For SM120 I’d recommend: --attention-backend TRITON_ATTN --kv-cache-dtype auto and skip chunked prefill and speculative decoding for small models.
Should --enable-chunked-prefill maybe be off by default when --max-num-seqs is 1?
## NVFP4 beats AWQ on SM120
Even though SM120 can’t do native W4A4, the compressed-tensors Marlin kernel for NVFP4 is about 17% faster than AWQ Marlin. Smaller weights = less bandwidth pressure, and bandwidth is the bottleneck on SM120.

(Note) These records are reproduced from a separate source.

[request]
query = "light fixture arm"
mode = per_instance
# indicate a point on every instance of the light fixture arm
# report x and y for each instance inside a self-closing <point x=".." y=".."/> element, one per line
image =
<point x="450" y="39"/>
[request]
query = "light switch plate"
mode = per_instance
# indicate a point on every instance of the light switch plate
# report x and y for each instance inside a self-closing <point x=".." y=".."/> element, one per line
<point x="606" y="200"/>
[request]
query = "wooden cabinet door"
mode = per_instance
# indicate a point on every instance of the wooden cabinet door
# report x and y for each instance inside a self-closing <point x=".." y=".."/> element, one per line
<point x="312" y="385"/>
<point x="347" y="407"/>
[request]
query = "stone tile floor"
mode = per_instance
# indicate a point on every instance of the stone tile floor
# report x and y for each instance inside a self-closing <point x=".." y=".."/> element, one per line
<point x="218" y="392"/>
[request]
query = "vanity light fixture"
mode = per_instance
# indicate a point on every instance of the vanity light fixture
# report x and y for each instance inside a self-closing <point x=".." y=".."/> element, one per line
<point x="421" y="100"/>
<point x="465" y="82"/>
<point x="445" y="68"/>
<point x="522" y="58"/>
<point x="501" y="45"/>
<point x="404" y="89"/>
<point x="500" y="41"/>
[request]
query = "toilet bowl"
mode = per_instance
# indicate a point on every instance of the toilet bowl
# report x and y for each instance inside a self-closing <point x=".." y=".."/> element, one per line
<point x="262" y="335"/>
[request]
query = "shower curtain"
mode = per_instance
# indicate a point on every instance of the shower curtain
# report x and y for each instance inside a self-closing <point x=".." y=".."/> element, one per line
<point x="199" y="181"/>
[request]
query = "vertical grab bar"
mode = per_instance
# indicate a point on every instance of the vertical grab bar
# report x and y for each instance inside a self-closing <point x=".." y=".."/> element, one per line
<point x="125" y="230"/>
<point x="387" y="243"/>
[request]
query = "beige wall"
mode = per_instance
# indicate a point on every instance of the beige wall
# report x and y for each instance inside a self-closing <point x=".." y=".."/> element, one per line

Tested kaitchup/Qwen3-4B-NVFP4 vs Qwen/Qwen3-4B-AWQ. If you’re on SM120 and using AWQ, try switching.
## Power throttling
The RTX PRO 4000 is a 140W card. Under sustained inference it pegs at 145W and clocks drop from ~2300 to ~1935 MHz. Purely power, not thermal (63C). nvidia-smi -pl 160 is rejected. This is just how the card is. Worth knowing if you’re planning sustained workloads.
## What I’m running now
vllm serve kaitchup/Qwen3-4B-NVFP4 \\
--quantization compressed-tensors \\
--dtype float16 \\
--gpu-memory-utilization 0.85 \\
--max-model-len 8192 \\
--max-num-seqs 8 \\
--enable-prefix-caching \\
--attention-backend TRITON_ATTN \\
--kv-cache-dtype auto \\
--reasoning-parser qwen3
234 tok/s generation, 368 tok/s prompt on Qwen3-4B-NVFP4. Not bad for a 140W workstation card, but still well below what the bandwidth should theoretically allow.
Waiting on SM120 GEMM kernels (#18153), FlashInfer SM120 attention (Dao-AILab/flash-attention#2307), native NVFP4 support (#31085, #33416), and PyTorch cu132 wheels. Happy to test patches if anyone’s working on SM120 support.